Migration of skilled professionals in education and health
For low income economies, such as those in Africa, high-skilled emigration may have a severe impact on the health and education sectors. Emigration of doctors and nurses may reduce the likelihood of some countries meeting the Millennium Development Goals. The health sector is particularly adversely affected because it requires a balanced mix of skills of for example doctors, nurses, and midwives to be effective (Commander and others 2003). Although comprehensive data are unavailable, estimates suggest that for a number of countries emigration of health professionals constitutes a significant risk to the efficiency of their health sectors. Chanda (2001) estimates that at least 12 percent of the stock of doctors trained in India live in the United Kingdom. Perhaps one-half of the graduates of South African medical schools have emigrated to industrial countries (Pang, Lansing and Haines 2002). According to Stalker (1994), Jamaica had to train five doctors, and Grenada 22, to keep just one. In Ethiopia, more than half of pathology graduates left the country from 1984-96, about half of Pakistan’s medical graduates in any year leave, and of 1200 doctors trained in Zimbabwe during the 1990s only 360 were practicing in the country in 2001. In Ghana, a traditional high skill labor exporter, only about a third of medical graduates remain in the country (Chanda 2001).
This pattern of human capital flight, is particularly harmful to Africa, which is already at risk of failing to meet the majority of health and education MDGs. Nevertheless, it is doubtful that individual countries of origin can have a significant impact on reducing the emigration of highly-skilled workers, given the incentive for emigration. From a global perspective addressing the special needs of low income countries in these areas will require cooperation between labor exporting and labor importing countries. An alternative is for example, self restraint on the part of OECD countries such as the unilateral pledge by the United Kingdom to stop actively recruiting health professionals from developing countries.

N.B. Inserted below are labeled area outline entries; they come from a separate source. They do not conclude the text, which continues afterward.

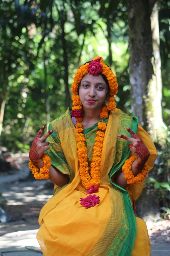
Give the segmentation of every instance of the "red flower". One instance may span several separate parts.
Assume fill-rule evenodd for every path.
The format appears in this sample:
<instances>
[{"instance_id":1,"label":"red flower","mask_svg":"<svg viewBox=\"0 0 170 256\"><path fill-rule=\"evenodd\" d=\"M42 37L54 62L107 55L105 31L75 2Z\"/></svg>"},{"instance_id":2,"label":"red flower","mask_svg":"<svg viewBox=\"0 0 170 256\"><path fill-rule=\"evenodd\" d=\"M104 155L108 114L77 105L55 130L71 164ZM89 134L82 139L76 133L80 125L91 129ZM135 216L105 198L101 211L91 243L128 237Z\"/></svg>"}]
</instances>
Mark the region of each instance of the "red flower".
<instances>
[{"instance_id":1,"label":"red flower","mask_svg":"<svg viewBox=\"0 0 170 256\"><path fill-rule=\"evenodd\" d=\"M100 203L100 197L96 196L96 195L92 196L90 195L85 198L81 198L80 204L86 207L86 209L93 207Z\"/></svg>"},{"instance_id":2,"label":"red flower","mask_svg":"<svg viewBox=\"0 0 170 256\"><path fill-rule=\"evenodd\" d=\"M87 194L92 194L93 193L97 193L99 192L99 187L98 186L92 185L89 188L89 190L87 192Z\"/></svg>"},{"instance_id":3,"label":"red flower","mask_svg":"<svg viewBox=\"0 0 170 256\"><path fill-rule=\"evenodd\" d=\"M94 60L92 60L88 67L89 74L93 76L100 75L102 71L103 65L100 63L101 57Z\"/></svg>"},{"instance_id":4,"label":"red flower","mask_svg":"<svg viewBox=\"0 0 170 256\"><path fill-rule=\"evenodd\" d=\"M70 112L72 116L74 117L82 117L83 114L83 110L78 110L77 109L70 110Z\"/></svg>"}]
</instances>

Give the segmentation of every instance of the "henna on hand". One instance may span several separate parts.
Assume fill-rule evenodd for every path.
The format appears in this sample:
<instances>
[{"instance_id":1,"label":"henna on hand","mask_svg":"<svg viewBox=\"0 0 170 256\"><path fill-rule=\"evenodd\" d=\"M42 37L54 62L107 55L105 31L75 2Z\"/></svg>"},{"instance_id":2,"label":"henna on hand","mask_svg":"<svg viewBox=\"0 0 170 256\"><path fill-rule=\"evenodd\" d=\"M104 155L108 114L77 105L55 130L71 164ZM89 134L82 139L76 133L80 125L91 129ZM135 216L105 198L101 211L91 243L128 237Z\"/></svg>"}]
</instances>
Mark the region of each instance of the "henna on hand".
<instances>
[{"instance_id":1,"label":"henna on hand","mask_svg":"<svg viewBox=\"0 0 170 256\"><path fill-rule=\"evenodd\" d=\"M50 143L49 142L43 142L53 132L52 130L50 130L42 137L40 138L40 136L43 133L45 128L45 126L43 125L34 140L30 151L29 154L30 159L36 165L38 165L37 160L41 159L44 152L49 148L49 146L48 145L50 144Z\"/></svg>"},{"instance_id":2,"label":"henna on hand","mask_svg":"<svg viewBox=\"0 0 170 256\"><path fill-rule=\"evenodd\" d=\"M127 127L127 129L133 138L122 134L118 134L118 137L132 143L128 146L131 151L138 157L136 160L136 162L137 163L136 168L140 171L149 158L150 153L142 139L129 127Z\"/></svg>"}]
</instances>

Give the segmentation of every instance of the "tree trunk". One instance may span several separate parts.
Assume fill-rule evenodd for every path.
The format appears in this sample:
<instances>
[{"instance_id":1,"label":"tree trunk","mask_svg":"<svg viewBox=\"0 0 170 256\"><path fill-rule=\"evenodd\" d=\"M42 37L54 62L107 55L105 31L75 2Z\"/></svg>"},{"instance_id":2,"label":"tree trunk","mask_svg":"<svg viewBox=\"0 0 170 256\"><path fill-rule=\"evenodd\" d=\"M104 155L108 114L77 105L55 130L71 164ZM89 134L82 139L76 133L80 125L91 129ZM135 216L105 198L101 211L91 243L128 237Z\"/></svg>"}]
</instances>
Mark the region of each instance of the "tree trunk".
<instances>
[{"instance_id":1,"label":"tree trunk","mask_svg":"<svg viewBox=\"0 0 170 256\"><path fill-rule=\"evenodd\" d=\"M163 120L158 2L127 0L127 8L132 112L155 142ZM158 179L157 168L149 175ZM137 215L149 226L159 212L155 192L150 184L146 184L136 202Z\"/></svg>"},{"instance_id":2,"label":"tree trunk","mask_svg":"<svg viewBox=\"0 0 170 256\"><path fill-rule=\"evenodd\" d=\"M1 105L1 109L0 110L0 141L1 141L1 136L2 130L5 104L6 104L6 102L7 101L6 97L7 95L8 94L8 93L7 92L4 95L4 97L2 101Z\"/></svg>"},{"instance_id":3,"label":"tree trunk","mask_svg":"<svg viewBox=\"0 0 170 256\"><path fill-rule=\"evenodd\" d=\"M64 80L65 85L65 93L66 94L65 105L66 108L69 106L70 104L70 93L69 91L69 87L68 86L68 65L67 60L67 56L66 51L66 42L65 38L64 32L64 24L65 21L62 20L61 22L61 28L62 29L62 39L63 44L63 49L64 51L64 65L65 67L65 75Z\"/></svg>"},{"instance_id":4,"label":"tree trunk","mask_svg":"<svg viewBox=\"0 0 170 256\"><path fill-rule=\"evenodd\" d=\"M112 71L116 76L116 69L115 68L115 63L113 61L112 59L112 38L111 35L111 29L110 29L110 22L109 21L107 21L107 42L108 42L108 49L109 52L109 65Z\"/></svg>"},{"instance_id":5,"label":"tree trunk","mask_svg":"<svg viewBox=\"0 0 170 256\"><path fill-rule=\"evenodd\" d=\"M148 131L153 141L158 138L164 138L166 135L162 129L162 81L161 60L160 54L160 40L158 6L159 1L150 0L150 9L152 31L153 53L152 62L153 66L154 81L149 84L148 107ZM163 145L165 142L161 141Z\"/></svg>"},{"instance_id":6,"label":"tree trunk","mask_svg":"<svg viewBox=\"0 0 170 256\"><path fill-rule=\"evenodd\" d=\"M127 0L132 112L148 127L147 89L154 82L149 0Z\"/></svg>"}]
</instances>

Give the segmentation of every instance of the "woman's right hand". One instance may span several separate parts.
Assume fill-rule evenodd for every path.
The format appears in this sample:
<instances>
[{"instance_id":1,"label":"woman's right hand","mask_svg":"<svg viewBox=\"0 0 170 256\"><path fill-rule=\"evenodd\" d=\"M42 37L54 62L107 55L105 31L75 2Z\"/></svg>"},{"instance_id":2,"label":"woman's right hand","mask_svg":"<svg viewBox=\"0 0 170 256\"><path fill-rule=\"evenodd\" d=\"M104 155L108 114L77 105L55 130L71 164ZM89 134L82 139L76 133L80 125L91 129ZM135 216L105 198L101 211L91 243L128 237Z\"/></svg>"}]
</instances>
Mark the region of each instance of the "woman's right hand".
<instances>
[{"instance_id":1,"label":"woman's right hand","mask_svg":"<svg viewBox=\"0 0 170 256\"><path fill-rule=\"evenodd\" d=\"M49 142L43 142L53 132L53 130L50 130L41 137L45 128L45 126L43 125L33 140L30 150L29 157L31 161L34 163L37 163L37 161L41 158L45 151L50 147Z\"/></svg>"}]
</instances>

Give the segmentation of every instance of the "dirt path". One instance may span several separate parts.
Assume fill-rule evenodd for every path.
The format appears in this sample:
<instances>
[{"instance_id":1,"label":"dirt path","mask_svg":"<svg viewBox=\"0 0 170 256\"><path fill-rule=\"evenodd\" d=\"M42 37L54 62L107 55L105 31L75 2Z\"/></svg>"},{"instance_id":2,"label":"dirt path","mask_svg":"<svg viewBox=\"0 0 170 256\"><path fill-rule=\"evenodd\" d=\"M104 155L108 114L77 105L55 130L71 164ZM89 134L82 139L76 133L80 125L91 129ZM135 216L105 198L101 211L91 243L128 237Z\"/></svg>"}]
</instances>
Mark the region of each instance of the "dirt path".
<instances>
[{"instance_id":1,"label":"dirt path","mask_svg":"<svg viewBox=\"0 0 170 256\"><path fill-rule=\"evenodd\" d=\"M48 181L19 181L29 172L27 162L22 163L21 167L21 171L16 170L10 174L0 173L0 193L7 201L4 209L9 213L12 221L0 223L0 252L4 256L40 255L36 239L39 214L53 195L53 186ZM170 256L169 221L154 223L149 233L152 238L151 256ZM4 252L9 250L10 253Z\"/></svg>"}]
</instances>

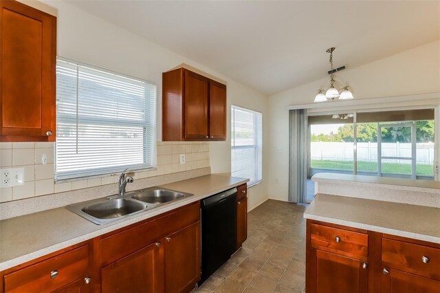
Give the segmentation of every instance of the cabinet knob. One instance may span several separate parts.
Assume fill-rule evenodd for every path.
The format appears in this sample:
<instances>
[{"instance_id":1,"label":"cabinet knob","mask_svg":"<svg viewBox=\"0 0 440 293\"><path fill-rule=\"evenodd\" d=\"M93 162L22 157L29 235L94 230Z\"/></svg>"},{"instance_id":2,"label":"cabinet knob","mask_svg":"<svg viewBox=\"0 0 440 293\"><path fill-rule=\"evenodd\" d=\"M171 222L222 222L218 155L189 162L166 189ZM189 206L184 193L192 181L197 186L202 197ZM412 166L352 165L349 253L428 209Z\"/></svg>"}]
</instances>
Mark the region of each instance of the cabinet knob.
<instances>
[{"instance_id":1,"label":"cabinet knob","mask_svg":"<svg viewBox=\"0 0 440 293\"><path fill-rule=\"evenodd\" d=\"M430 261L429 257L425 257L424 255L423 257L421 257L421 261L424 263L429 263L429 261Z\"/></svg>"},{"instance_id":2,"label":"cabinet knob","mask_svg":"<svg viewBox=\"0 0 440 293\"><path fill-rule=\"evenodd\" d=\"M50 279L54 279L58 276L58 271L53 270L50 272Z\"/></svg>"}]
</instances>

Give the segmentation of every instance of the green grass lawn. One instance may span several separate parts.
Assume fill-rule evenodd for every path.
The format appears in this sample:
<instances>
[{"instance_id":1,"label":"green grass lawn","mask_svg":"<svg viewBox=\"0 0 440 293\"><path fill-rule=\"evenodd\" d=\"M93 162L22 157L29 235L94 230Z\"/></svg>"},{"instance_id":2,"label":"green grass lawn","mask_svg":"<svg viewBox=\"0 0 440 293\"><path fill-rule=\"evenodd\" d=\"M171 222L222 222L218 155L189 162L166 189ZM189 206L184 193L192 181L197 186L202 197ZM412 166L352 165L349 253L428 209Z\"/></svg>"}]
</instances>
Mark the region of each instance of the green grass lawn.
<instances>
[{"instance_id":1,"label":"green grass lawn","mask_svg":"<svg viewBox=\"0 0 440 293\"><path fill-rule=\"evenodd\" d=\"M311 168L327 168L330 169L353 170L353 161L327 161L312 160ZM377 171L377 163L375 162L358 162L358 171ZM382 164L382 172L395 174L411 174L410 164ZM416 173L419 175L434 175L432 165L417 165Z\"/></svg>"}]
</instances>

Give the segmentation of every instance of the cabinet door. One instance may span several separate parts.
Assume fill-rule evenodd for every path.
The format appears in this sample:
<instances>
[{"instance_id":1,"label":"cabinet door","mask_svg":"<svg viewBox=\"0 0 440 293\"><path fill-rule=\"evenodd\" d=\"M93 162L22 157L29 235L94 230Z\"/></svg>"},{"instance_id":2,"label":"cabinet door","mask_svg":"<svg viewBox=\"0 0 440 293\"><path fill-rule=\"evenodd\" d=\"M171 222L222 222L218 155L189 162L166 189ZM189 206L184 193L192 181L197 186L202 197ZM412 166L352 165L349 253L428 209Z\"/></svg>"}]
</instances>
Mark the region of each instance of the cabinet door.
<instances>
[{"instance_id":1,"label":"cabinet door","mask_svg":"<svg viewBox=\"0 0 440 293\"><path fill-rule=\"evenodd\" d=\"M13 1L0 10L0 140L54 141L56 19Z\"/></svg>"},{"instance_id":2,"label":"cabinet door","mask_svg":"<svg viewBox=\"0 0 440 293\"><path fill-rule=\"evenodd\" d=\"M440 292L440 281L397 270L382 268L380 281L380 291L383 293L438 293Z\"/></svg>"},{"instance_id":3,"label":"cabinet door","mask_svg":"<svg viewBox=\"0 0 440 293\"><path fill-rule=\"evenodd\" d=\"M223 85L210 83L209 95L210 138L226 138L226 87Z\"/></svg>"},{"instance_id":4,"label":"cabinet door","mask_svg":"<svg viewBox=\"0 0 440 293\"><path fill-rule=\"evenodd\" d=\"M236 248L248 238L248 197L236 202Z\"/></svg>"},{"instance_id":5,"label":"cabinet door","mask_svg":"<svg viewBox=\"0 0 440 293\"><path fill-rule=\"evenodd\" d=\"M185 71L185 138L208 138L208 78Z\"/></svg>"},{"instance_id":6,"label":"cabinet door","mask_svg":"<svg viewBox=\"0 0 440 293\"><path fill-rule=\"evenodd\" d=\"M189 292L200 279L200 221L166 237L165 291Z\"/></svg>"},{"instance_id":7,"label":"cabinet door","mask_svg":"<svg viewBox=\"0 0 440 293\"><path fill-rule=\"evenodd\" d=\"M102 268L102 292L163 292L164 274L164 248L157 242Z\"/></svg>"},{"instance_id":8,"label":"cabinet door","mask_svg":"<svg viewBox=\"0 0 440 293\"><path fill-rule=\"evenodd\" d=\"M90 292L90 283L87 283L85 279L78 280L72 284L54 291L53 293L89 293Z\"/></svg>"},{"instance_id":9,"label":"cabinet door","mask_svg":"<svg viewBox=\"0 0 440 293\"><path fill-rule=\"evenodd\" d=\"M368 268L356 259L316 250L316 292L366 292Z\"/></svg>"}]
</instances>

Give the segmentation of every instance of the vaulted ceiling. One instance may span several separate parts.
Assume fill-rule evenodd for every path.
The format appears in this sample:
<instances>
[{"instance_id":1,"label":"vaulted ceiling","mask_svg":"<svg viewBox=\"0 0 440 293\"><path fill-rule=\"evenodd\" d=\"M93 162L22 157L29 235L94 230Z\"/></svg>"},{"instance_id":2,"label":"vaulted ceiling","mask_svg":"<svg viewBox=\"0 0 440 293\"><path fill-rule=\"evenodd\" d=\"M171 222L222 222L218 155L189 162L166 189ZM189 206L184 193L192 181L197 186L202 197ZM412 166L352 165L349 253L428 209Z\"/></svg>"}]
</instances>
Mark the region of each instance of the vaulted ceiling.
<instances>
[{"instance_id":1,"label":"vaulted ceiling","mask_svg":"<svg viewBox=\"0 0 440 293\"><path fill-rule=\"evenodd\" d=\"M440 39L437 1L69 1L272 94Z\"/></svg>"}]
</instances>

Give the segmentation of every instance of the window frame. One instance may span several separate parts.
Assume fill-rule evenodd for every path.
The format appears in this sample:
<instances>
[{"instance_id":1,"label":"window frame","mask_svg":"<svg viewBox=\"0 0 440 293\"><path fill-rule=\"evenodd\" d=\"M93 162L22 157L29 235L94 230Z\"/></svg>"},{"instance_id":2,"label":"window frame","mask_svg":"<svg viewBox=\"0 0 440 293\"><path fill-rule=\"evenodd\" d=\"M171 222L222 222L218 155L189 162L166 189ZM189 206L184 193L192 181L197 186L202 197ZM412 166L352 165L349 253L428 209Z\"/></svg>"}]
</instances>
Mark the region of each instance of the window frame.
<instances>
[{"instance_id":1,"label":"window frame","mask_svg":"<svg viewBox=\"0 0 440 293\"><path fill-rule=\"evenodd\" d=\"M146 87L153 87L154 94L153 94L152 100L148 100L146 99L146 103L151 103L152 109L150 111L151 113L153 113L154 116L151 117L150 118L147 118L146 116L145 116L144 123L143 122L142 126L142 133L145 134L146 131L148 130L152 131L150 139L152 140L151 142L151 153L150 154L151 157L151 162L147 161L147 153L148 148L146 147L148 144L148 138L144 135L142 138L142 156L143 156L143 163L142 164L132 164L128 165L121 165L117 166L101 166L99 168L94 168L92 169L80 169L76 170L74 171L64 171L64 172L57 172L57 146L58 143L58 139L56 140L56 145L54 147L54 181L57 183L63 183L65 182L72 182L72 181L77 181L77 180L82 180L92 178L98 178L98 177L103 177L110 175L114 175L119 173L121 173L126 170L130 171L149 171L149 170L155 170L157 169L157 139L156 139L156 127L157 127L157 85L155 83L153 83L149 80L146 80L142 78L139 78L137 77L133 77L127 74L122 74L120 72L116 72L112 70L109 70L105 68L99 67L94 65L91 65L87 63L84 63L82 62L76 61L74 60L69 59L67 58L57 56L57 67L58 61L65 62L74 65L77 65L79 66L83 66L85 67L87 67L89 69L95 69L97 71L103 72L105 74L112 74L118 77L122 77L124 78L127 78L129 80L136 80L138 82L141 82L144 83ZM58 79L58 78L57 78ZM56 84L56 87L58 87L58 83ZM78 87L77 89L78 91ZM56 127L58 129L58 98L57 96L56 98ZM72 116L72 114L67 113L63 114L63 117L68 117L69 116ZM78 111L76 112L77 116L77 122L79 120L78 119ZM97 117L95 118L88 118L87 120L93 122L93 124L97 125L117 125L117 126L139 126L139 123L133 122L130 123L128 121L118 121L117 123L115 124L116 120L111 120L108 118L103 117ZM58 131L57 131L58 135Z\"/></svg>"},{"instance_id":2,"label":"window frame","mask_svg":"<svg viewBox=\"0 0 440 293\"><path fill-rule=\"evenodd\" d=\"M239 109L241 111L245 111L248 113L252 113L252 117L254 118L254 144L247 144L247 145L241 145L241 146L235 146L234 145L234 133L235 129L234 127L234 122L235 119L232 116L232 111L234 109ZM260 115L260 121L258 123L258 118L257 117L258 115ZM258 127L261 127L261 129L258 129ZM263 113L258 112L258 111L252 110L250 109L244 108L240 106L231 105L231 152L234 149L255 149L255 177L256 180L254 181L249 181L247 182L248 187L252 187L255 185L259 184L263 182ZM258 153L261 152L260 153ZM234 176L232 174L232 158L231 155L231 176Z\"/></svg>"}]
</instances>

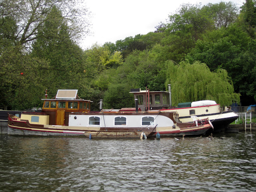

Bringing migrants back home
Several governments have adopted programs designed to encourage the return of highly-educated nationals living abroad. Thailand and Ireland, for example, have offered generous research funding and monetary incentives (Pang, Lansing, and Haines 2002). China has offered attractive salary packages, multiple-entry visas and access to foreign exchange. The Philippines has a 20-year history of legislation to support its diaspora, including offering a wider range of real estate investment opportunities to its nationals living abroad than to foreigners.
Among the best known success stories is the Taiwanese (China) government’s Hsinchu Industrial Park initiative, which in 2000 alone attracted more than 5,000 returning scientists. (Saxenian 2001). Chinese migrants in the Silicon Valley helped boost flows of capital, skills, and information between Silicon Valley and the Hsinchu Park in Taiwan. IT entrepreneurs in the Valley benefited from the Chinese migrants’ superior knowledge of investment opportunities and Asian market networks.
International organizations have also developed programs to promote return. The International Organization for Migration’s Return of Qualified African Nationals program successfully attracted more than 2,000 highly skilled persons back to 41 African countries over a period of 16 years (1974-1990). This concept has been expanded into the Migration for Development in Africa program (MIDA), which currently supports a variety of “return options” including investments and temporary returns.